Acınası varlığımızın ötesinde çok daha büyük şeyler var ve hepsi de birbirinden ürkütücü, hissini yayan eserlere karşı duyduğunuz sempatiye göre değişecek bir söz ilgisine sahip olması, At the Gates’in daha kapsayıcı ve içselleştirebilir söz yazarlığıyla karşılaştırıldığında The Lurking Fear’ı farklı konumlandırmaya yarasa da müziğin karakteri için bu ayrım o kadar da keskin değil. Bu noktada ne düşüneceğimden tam emin olmadığımı itiraf edeyim; ben At the Gates‘in kendi geleceği için doğru bir yola saptığını ve henüz toy, olgunlaşmamış olsa da progresifleşme sürecinin sonunda yeni, bereketli topraklara ulaşabileceğini düşündüğüm için The Nightmare of Being‘e tepkili değilim ama değişim aramayan, eski işlerin benzerlerini isteyen dinleyicileri de kesinlikle anlıyorum. Bu açıdan The Lurking Fear, Architects of Madness veya In a Thousand Horrors Crowned gibi daha başı sonu belli ve uzun parçalarda hakikaten fazlasıyla andırıyor AtG’i; bu da iyi bir haber olabilir. Tabii bir kesimin de “e kardeşim bu At the Gates??” tepkisi gösterip farklı beklentilerinin boşa çıkması sebebiyle eleştirebileceğini düşünüyorum. Bu paragrafta biraz daha empati kurasım mı geldi ne olduysa pek yargı dağıtamadım, kusura bakmayın haha.
Öte yandan Death, Madness, Horror, Decay‘e dair sevmediğim şeyler yok değil. Örneğin Tompa’nın daha tiz vokaller denemesi, bunları iyi yapabildiğini göstermiyor ve maalesef bir-iki parçada kendini çok zorladığını hissettirdi bana. Ayrıca parçaları beğendiysem de old school sevdası yüzünden bazı minik fikir filizlerinin açmasının engellendiği çok bariz ve bu da albümü güvenli, aynı zamanda da biraz sıkıcı bir yere sürüklüyor. Şu bahsettiğim Kaleidoscopic Mutations‘ın yarım kalmış hali sanki albüm için de geçerli gibi biraz. Çok daha iyi olabilirdi, düşüncesini atamıyorum bu yüzden üzerimden. Sevmediğim, atladığım tek bir şarkı bile yok ama bunun nedeni her şarkının kaliteden, yaratıcılıktan ölüyor bitiyor olmasından ziyade old school death metal seven birinin direkt gönlüne girebilecek kitabi doğruların uygulanması nedeniyle başka bir seçenek bırakmamalarıyla ilgili. Ulan bu ok zehirli işte, bunu atmayın artık ya.

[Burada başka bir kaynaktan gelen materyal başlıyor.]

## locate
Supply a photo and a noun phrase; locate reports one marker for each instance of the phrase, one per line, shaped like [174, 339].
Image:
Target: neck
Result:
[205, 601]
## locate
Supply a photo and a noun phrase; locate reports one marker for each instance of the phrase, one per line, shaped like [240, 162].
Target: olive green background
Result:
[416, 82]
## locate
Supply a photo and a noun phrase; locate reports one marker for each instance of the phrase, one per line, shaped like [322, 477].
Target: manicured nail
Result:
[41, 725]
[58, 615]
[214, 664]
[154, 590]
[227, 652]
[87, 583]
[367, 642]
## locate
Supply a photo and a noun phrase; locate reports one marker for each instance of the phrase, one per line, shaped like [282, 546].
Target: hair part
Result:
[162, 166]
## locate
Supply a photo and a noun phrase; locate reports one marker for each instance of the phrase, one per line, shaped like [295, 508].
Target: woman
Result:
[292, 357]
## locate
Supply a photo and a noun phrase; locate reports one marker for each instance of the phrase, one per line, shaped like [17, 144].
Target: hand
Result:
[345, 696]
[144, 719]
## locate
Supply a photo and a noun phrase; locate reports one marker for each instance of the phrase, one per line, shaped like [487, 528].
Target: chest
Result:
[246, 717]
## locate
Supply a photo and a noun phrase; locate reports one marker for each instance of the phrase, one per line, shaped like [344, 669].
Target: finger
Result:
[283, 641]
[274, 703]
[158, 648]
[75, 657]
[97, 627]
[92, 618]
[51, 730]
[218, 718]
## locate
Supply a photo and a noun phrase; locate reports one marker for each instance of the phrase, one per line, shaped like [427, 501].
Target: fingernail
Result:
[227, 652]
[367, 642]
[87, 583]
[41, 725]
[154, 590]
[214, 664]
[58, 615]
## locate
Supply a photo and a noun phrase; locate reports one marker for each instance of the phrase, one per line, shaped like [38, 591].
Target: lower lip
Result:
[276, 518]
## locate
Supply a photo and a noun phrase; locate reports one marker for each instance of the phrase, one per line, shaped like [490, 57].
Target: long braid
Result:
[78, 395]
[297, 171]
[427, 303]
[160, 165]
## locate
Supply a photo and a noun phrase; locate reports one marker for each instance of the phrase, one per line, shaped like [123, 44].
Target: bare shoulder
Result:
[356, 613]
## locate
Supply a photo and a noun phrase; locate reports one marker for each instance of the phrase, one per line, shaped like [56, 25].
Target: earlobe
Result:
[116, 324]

Uzun lafın kısası, At the Gates, Entombed ve genel olarak İsveç death metaline gönül vermiş birinin Death, Madness, Horror, Decay‘i sevmeme ihtimali yok pek. Hit parça yok bu arada neredeyse, o yüzden ilk dinlemede vurmazsa bir kenara atmayın bence hemen. Modern ama yine de elektrikli testere tonlarına sahip prodüksiyonu, bütüncül yapısı ve akıcı besteleriyle hem elemanların tecrübesini, hem samimiyetini hem de death metal sevgisini fazlasıyla yansıtıyor. Ufak tefek huysuzluklarıma bakmayın, siz mutlaka dalın albüme.
Harika album ya! Artik yan projeler ana gruplari geciyor gibi geliyor bana. ATG albumu beklentiyi karsilamadi fakat TLF tas gibi album cikarmis. Lockup icin de ayri heyecanlaniyorum.
Tompa ve Mikael sağ olsun, İsveç death metaline doyduk resmen. Lock Up da boş atmaz herhalde, ben de merakla bekliyorum.